Il recupero dei beni confiscati alla famiglia di Michele Zagaria, è ancora un punto interrogativo
Che fine hanno fatto i due immobili confiscati a Michele Zagaria? Sono stati utilizzati per dimostrare che la parte buona vince sempre? La risposta questa volta non è ‘sì’ ma nemmeno ‘no’. Il riutilizzo sociale è avvenuto a metà.
In un territorio a metà tra Casapesenna e San Cipriano d’Aversa, di beni confiscati riferenti all’ex capoclan dei Casalesi oggi ergastolano ce ne sono due. Il primo per lungo tempo è stato sede di una filiale del Banco di Napoli, poi dismessa. Molto fece discutere anche la stessa presenza, voluta da una commissione prefettizia, di un istituito di credito nel bene confiscato che doveva e poteva essere invece riutilizzato ad uso sociale. Senza casse e cassieri, il pian terreno fronte strada è ora vuoto. Il piano superiore della palazzina che fa angolo con via don Peppe Diana, qualche centinaio di metri dal Municipio, ha ospitato Legambiente, un presidio dell’associazione Libera, poi Fareambiente. Il piano inferiore è stato concesso alla Protezione civile e alla Caritas.
Il secondo bene confiscato, si trova lungo via don Salvatore Vitale poco prima di arrivare al Tempio ‘Mia Madonna e mia salvezza’. E’ stata la roccaforte della famiglia di Michele Zagaria alias ‘capastorta’, ci abitavano la madre Raffaella ed il padre Nicola, la sorella Gesualda e probabilmente anche lo stesso Zagaria nel suo periodo di latitanza, durato oltre 15 anni. La casa non è una semplice abitazione. Il grande cancello apre ad un lungo viale alberato. Tutta la struttura, sequestrata nel 1995, confiscata nel 2010 e consegnata al patrimonio comunale sanciprianese il 16 novembre 2016, è formata da tre ville, un capannone industriale ed un annesso ufficio, un terreno agricolo ed un ampio, in lungo e largo, giardino in parte ricoperto da rovi ma che certo memore di anni rigogliosi. Un complesso articolato per il quale, il sindaco di San Cipriano D’Aversa, Vincenzo Caterino, aveva pensato di avviare un concorso di idee con il coinvolgimento di tutte le associazioni presenti sul territorio. Un iter interessante ma non ancora avviato. Nel frattempo, il capannone è usato come deposito per i mezzi della raccolta differenziata. Sei tra camion grandi e piccoli del consorzio Cite che gestisce la raccolta nel Comune sanciprianese, sono parcheggiati sotto alla tettoia. Il Cite, secondo quanto stabilito nel contratto deve pagare un fitto di circa 1500euro da destinare al recupero del bene e ai servizi sociali tramite un conto corrente dedicato e vincolato.

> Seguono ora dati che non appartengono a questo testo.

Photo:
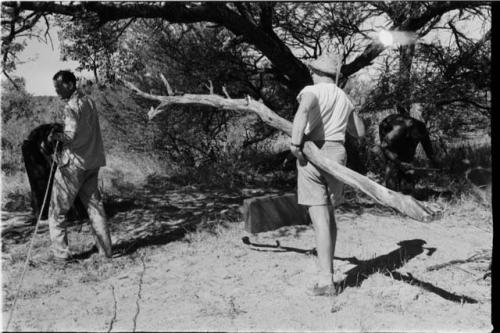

Delle tre ville protette dal lungo muro di recinzione, due sono allo stato grezzo, l’una difronte all’altra e quasi a guardia dell’intera struttura. Dovevano essere le abitazioni di Pasquale e Antonio Zagaria, fratelli di Michele. Il tetto costruito in entrambe ha evitato che le intemperie potessero guastare anche le parti interne, ancora senza intonaco ma con scale e tramezzature fatte. La terza villa, alla fine del viale è quella nella quale hanno abitato i genitori e la sorella. Un lucernaio a cupola illumina una enorme scala. Nella cantina, all’interno della quale ci si arriva a fatica tra fili di impianto elettrico divelto e depredato del rame, e materiale bruciato da un vecchio incendio ancora si intravede un bigliardino, delle poltroncine ed una scrivania. Tutto intorno piante di piccolo e grosso fusto, un campetto di calcetto delimitato da una rete verde ed in lontananza, come da antologia criminale, l’immancabile statua di Gesù Cristo che stona con tutto il resto. Al primo piano ci sono ancora delle scarpa forse dimenticata o forse lasciata apposta e poi quaderni su cui le sorelle Michele Zagaria, appuntavano cose e le nipoti di facevano i compiti.
E tutte le altre ricchezze che fine hanno fatto? Uno dei fratelli Michele Zagaria, Carmine ora abita a San Marcellino che da Casapesenna dista solo qualche centinaio di metri. Con la moglie Tiziana Piccolo, ha aperto lungo Corso Italia anche un negozio di abbigliamento.